I made a basic one for the RP2350- https://rp2350b.pinout.xyz/
Though STM32Cube has a very different approach, handles lots of mutually exclusive features and peripherals and a bunch of extra stuff for controlling code gen IIRC.
I wish that existed for more weird binary formats. Altium have 365 but you have to have signins to use it, and they cost named-user seats.
(Unfortunately, it does not zoom on the cursor but on the center of the screen).
Vertical panning is then accomplished by rolling the scrollwheel. Horizontal scrolling can be accomplished by tilting the scrollwheel on a mouse that is so-equipped.
(Perhaps bizarrely, I was unable to discover any other way to pan.)
But the joke was on me — when I tried to open the PCB file, KiCad said: "KiCad was unable to open this file because it was created with a more recent version than the one you are running. To open it you will need to upgrade KiCad to a version dated 12/29/2024 or later."
So I now think your position is reasonable. Also I think I need to upgrade Debian.
Always have the right version for it "locked". It works well with most tools except those that save stuff in the .config folder as it messes up isolation.
If you find the nix language daunting, for basic stuff like nix shell setup its easy but also LLMs are good for it.

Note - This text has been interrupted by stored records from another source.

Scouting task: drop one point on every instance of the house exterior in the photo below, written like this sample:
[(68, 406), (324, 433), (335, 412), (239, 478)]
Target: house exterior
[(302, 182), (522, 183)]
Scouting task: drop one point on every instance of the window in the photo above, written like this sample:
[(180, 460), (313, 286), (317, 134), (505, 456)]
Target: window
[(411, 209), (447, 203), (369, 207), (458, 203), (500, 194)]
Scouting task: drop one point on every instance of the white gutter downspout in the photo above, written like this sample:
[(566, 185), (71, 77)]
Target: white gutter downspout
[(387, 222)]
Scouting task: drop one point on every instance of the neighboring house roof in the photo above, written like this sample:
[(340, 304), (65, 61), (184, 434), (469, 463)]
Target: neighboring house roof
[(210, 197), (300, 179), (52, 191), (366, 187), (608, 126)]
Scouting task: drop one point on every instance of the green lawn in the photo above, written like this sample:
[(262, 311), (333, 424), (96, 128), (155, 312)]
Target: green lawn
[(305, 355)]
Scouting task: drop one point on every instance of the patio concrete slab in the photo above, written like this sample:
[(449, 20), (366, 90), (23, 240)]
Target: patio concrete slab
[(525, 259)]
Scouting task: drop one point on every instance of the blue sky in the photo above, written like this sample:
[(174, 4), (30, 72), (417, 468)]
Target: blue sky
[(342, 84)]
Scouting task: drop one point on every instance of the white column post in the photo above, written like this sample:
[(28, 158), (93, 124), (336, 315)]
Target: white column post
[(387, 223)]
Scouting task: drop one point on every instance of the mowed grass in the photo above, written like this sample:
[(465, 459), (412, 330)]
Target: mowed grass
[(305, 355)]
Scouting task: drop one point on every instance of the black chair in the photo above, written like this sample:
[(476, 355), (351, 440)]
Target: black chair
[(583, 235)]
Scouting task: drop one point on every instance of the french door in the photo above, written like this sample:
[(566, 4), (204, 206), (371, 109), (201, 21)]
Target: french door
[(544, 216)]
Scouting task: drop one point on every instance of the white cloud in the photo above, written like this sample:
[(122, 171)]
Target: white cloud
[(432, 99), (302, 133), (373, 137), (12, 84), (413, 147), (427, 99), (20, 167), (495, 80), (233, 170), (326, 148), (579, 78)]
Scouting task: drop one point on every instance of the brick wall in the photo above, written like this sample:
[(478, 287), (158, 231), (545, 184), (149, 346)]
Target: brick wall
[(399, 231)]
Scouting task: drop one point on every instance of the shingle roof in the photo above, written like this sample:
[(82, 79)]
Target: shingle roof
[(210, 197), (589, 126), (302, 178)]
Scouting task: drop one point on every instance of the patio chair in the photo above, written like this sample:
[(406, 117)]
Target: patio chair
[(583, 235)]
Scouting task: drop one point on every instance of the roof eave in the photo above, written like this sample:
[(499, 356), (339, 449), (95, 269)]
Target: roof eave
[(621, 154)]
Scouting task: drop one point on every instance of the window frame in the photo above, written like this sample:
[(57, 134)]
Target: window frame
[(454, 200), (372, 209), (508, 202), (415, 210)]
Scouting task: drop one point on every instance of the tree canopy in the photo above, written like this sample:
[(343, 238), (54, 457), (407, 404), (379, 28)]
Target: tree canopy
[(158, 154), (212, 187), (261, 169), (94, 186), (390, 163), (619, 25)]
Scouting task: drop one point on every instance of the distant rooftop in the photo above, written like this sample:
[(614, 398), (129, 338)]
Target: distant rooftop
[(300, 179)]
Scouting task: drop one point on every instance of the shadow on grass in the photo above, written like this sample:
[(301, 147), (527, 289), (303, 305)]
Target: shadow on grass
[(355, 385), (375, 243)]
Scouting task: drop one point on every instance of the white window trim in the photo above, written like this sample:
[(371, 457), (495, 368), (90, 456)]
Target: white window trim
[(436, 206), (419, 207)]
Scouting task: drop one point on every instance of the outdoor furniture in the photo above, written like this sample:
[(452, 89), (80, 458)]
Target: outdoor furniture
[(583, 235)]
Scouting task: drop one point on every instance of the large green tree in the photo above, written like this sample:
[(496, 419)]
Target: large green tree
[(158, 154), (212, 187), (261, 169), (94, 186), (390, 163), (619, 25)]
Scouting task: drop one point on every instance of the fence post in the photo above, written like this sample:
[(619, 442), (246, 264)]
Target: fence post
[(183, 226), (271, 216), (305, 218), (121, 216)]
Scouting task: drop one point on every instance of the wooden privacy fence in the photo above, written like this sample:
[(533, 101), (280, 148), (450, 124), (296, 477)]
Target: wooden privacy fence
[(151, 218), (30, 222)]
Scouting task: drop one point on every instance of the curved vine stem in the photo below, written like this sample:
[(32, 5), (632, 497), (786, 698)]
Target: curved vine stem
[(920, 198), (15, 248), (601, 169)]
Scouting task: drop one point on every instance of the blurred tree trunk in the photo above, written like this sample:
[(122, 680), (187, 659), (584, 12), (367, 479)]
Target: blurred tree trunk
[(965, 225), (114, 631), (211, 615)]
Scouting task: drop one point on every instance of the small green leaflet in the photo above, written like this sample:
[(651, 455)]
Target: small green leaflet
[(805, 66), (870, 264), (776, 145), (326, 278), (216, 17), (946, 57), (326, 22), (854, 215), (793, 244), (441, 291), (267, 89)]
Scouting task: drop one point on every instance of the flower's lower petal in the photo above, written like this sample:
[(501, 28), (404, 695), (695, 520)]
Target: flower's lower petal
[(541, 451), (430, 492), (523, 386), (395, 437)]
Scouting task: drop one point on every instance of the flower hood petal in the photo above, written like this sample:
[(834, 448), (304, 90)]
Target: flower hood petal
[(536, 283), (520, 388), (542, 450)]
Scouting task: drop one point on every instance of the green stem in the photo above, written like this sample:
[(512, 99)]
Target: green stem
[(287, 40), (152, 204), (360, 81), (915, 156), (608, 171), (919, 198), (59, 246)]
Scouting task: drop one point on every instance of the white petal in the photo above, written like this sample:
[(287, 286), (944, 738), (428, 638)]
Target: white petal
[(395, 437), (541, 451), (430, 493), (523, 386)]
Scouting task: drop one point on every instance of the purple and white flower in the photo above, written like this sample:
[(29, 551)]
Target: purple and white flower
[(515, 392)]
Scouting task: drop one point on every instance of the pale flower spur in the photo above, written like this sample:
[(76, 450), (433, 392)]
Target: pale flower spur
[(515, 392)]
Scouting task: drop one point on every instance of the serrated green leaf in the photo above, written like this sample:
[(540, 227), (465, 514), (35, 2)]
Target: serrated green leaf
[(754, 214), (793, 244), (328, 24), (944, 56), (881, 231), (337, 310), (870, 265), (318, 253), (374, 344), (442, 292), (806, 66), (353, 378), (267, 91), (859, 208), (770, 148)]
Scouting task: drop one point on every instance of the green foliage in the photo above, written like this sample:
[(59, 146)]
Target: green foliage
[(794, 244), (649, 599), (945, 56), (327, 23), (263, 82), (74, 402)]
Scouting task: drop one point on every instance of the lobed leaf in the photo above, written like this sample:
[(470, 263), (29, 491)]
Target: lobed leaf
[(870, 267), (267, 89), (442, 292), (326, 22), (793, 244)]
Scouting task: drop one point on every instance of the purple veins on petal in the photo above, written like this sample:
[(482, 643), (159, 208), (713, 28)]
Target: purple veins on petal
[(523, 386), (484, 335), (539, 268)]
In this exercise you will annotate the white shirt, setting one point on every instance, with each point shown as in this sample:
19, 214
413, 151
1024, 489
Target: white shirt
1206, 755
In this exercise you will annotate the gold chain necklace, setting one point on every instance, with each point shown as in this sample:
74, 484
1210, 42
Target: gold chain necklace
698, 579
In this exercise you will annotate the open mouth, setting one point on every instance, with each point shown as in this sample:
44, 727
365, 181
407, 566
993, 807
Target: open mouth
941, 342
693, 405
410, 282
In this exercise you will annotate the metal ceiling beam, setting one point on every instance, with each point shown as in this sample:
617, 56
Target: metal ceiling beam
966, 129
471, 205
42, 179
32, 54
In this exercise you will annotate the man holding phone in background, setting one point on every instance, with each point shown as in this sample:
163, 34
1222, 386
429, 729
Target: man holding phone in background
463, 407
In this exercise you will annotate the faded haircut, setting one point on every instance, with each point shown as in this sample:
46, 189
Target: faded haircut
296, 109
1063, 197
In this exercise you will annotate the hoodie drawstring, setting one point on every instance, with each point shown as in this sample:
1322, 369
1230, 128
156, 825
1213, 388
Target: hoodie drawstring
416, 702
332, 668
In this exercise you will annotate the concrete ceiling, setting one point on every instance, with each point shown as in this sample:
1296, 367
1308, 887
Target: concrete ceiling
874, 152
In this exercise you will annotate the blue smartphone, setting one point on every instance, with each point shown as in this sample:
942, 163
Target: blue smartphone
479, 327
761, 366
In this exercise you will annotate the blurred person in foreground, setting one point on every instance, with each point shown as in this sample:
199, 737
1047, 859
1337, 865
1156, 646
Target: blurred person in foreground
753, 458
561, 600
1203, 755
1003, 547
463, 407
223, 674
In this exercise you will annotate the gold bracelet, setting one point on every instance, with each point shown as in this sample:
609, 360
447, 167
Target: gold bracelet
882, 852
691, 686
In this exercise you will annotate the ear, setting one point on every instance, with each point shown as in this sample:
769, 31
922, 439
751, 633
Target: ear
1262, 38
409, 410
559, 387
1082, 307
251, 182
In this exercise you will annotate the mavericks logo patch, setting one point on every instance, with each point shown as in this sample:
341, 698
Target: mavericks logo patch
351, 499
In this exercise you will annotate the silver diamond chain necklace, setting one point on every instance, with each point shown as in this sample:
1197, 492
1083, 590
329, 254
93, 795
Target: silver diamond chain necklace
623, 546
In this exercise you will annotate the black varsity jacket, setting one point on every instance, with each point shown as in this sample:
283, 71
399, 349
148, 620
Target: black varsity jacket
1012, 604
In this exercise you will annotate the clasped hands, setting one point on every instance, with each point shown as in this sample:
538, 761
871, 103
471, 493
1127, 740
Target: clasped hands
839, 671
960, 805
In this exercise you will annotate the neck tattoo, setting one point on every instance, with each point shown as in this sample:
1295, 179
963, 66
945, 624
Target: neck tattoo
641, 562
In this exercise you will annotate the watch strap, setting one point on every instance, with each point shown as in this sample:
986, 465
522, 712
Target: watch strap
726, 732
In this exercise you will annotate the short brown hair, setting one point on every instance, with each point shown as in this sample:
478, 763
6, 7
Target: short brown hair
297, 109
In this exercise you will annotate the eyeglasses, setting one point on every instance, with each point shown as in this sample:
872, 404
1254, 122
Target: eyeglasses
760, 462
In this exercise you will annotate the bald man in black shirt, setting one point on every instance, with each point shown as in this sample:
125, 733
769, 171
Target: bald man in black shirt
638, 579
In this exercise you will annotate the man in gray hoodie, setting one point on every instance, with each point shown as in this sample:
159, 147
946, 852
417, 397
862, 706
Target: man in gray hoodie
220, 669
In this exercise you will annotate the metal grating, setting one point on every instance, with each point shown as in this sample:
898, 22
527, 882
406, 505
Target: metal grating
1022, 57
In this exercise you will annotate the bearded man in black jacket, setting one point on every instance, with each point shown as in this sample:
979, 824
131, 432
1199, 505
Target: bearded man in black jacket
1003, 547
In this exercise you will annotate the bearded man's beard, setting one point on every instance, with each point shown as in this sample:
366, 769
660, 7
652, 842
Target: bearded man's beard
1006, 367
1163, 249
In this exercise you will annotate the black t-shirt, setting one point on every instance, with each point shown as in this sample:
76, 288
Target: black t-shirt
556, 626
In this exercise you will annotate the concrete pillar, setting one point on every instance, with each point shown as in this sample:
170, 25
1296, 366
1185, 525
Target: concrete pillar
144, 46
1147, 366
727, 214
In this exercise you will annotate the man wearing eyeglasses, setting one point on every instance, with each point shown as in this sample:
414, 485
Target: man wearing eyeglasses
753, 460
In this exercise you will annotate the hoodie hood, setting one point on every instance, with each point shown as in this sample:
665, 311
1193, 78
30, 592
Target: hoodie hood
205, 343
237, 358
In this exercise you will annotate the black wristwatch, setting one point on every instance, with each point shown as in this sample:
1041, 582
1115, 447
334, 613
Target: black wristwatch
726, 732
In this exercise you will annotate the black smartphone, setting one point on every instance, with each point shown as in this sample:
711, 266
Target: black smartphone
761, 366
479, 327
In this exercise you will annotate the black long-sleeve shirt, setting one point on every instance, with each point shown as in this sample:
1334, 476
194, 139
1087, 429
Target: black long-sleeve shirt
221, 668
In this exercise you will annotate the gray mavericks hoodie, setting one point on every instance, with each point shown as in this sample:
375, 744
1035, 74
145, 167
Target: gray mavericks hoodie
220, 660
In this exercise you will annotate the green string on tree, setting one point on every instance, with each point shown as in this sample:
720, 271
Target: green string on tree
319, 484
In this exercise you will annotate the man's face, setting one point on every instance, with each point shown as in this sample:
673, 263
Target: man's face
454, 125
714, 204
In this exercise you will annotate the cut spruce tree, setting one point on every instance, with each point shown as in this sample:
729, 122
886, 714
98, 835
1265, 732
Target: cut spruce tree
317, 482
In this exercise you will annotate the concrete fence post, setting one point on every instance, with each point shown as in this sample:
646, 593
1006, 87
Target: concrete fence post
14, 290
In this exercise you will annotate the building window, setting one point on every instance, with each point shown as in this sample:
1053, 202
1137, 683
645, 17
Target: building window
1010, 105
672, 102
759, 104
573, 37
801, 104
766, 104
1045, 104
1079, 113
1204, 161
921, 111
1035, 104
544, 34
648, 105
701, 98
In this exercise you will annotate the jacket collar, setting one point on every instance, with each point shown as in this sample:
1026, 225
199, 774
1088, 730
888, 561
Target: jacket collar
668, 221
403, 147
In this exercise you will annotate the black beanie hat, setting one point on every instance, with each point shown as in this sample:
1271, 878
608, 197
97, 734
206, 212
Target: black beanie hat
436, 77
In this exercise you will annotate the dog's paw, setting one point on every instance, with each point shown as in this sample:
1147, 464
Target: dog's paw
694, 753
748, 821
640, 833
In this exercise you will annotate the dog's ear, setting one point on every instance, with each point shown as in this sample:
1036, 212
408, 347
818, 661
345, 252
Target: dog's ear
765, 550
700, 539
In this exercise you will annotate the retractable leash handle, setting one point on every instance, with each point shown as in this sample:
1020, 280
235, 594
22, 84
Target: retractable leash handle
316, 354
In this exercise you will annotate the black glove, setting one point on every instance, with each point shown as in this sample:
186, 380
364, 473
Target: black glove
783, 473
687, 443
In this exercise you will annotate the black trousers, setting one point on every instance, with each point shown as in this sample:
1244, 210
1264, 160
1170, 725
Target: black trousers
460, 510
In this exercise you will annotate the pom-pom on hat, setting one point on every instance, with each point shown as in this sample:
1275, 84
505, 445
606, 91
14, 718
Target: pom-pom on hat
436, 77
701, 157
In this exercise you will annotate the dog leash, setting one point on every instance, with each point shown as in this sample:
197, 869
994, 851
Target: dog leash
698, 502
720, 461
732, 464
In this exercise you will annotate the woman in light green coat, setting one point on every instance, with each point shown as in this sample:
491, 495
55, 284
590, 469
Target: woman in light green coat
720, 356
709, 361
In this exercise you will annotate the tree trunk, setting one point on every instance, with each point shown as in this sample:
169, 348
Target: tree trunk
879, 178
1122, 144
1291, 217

But for a hobby project I really don't see the need. It takes a few extra minutes to install KiCAD, clone the repo, and view the schematic at any point in time.
If you don't like it.. well it's a free world and every engineer has it own preferences :-)
Older ones were Eclipse with the serial numbers filed off.
12KiB of data at 300 bytes per second would be 41 seconds of recorded speech.
Decoding the LPC10 data on the CH32V003 might be tricky. On amd64, running `make CFLAGS=-Os` followed by `ld -r -o tmp.o *.o` inside sox-14.4.2+git20190427/lpc10 yields a tmp.o with 25243 bytes of text (including .rodata, etc.) and 356 bytes of data. I'm not optimistic that RISC-V would compress that to fit inside the CH32's flash. And I find the code in that directory inscrutable; it's Fortran that's been compiled to C.
Still, it seems plausible that you could massage the LPC10 data into a format that something like Talkie would understand.
Another codec which might be interesting to try but is considerably more complicated is AMR, from GSM: https://en.wikipedia.org/wiki/Adaptive_Multi-Rate_audio_code...
The pwm on the CH32v003 is pretty similar to the STM32 implementation, so porting might not take much.
It would be really cool to have phenome/text based vocabulary like talkie on that little chip! Since it uses text/phenomes it can have a large vocabulary for such a tiny chip. It would be possible to have about 1500 words in an 8k dictionary, 2k for code, and 4K for the phenome engine and still fit in the 16k of flash it comes with.
Incidentally, there is another riscV from WCH that also features BLE, 200K+ of flash, and 18K of RAM in an ESSOP-10 package (same size as the SOP8 but only 4 GPIO). It’s around $0.41 in Q1. The vocabulary with that would be 20k plus words with 100k left for code lol.
It’s just nuts what a dollar will get you these days in that space.
https://github.com/ctoth/SAM/tree/master/src
Assuming SAM is a faithful port of the original, it converts text into phonemes according to a bunch of pronunciation rules.
https://github.com/cpldcpu/ModPlayRISCV
The presentation of this part seems extremely padded out to me, ironically enough.
Then I thought you made a lecture on MCUs where the device was available for purchase generally for $0.10.
Then I thought with an MCU valued at $0.10 you generated speech
English... sigh
Although I guess that can also be confused with micro Couloumbs
From distant memory you got quite a bit more compaction.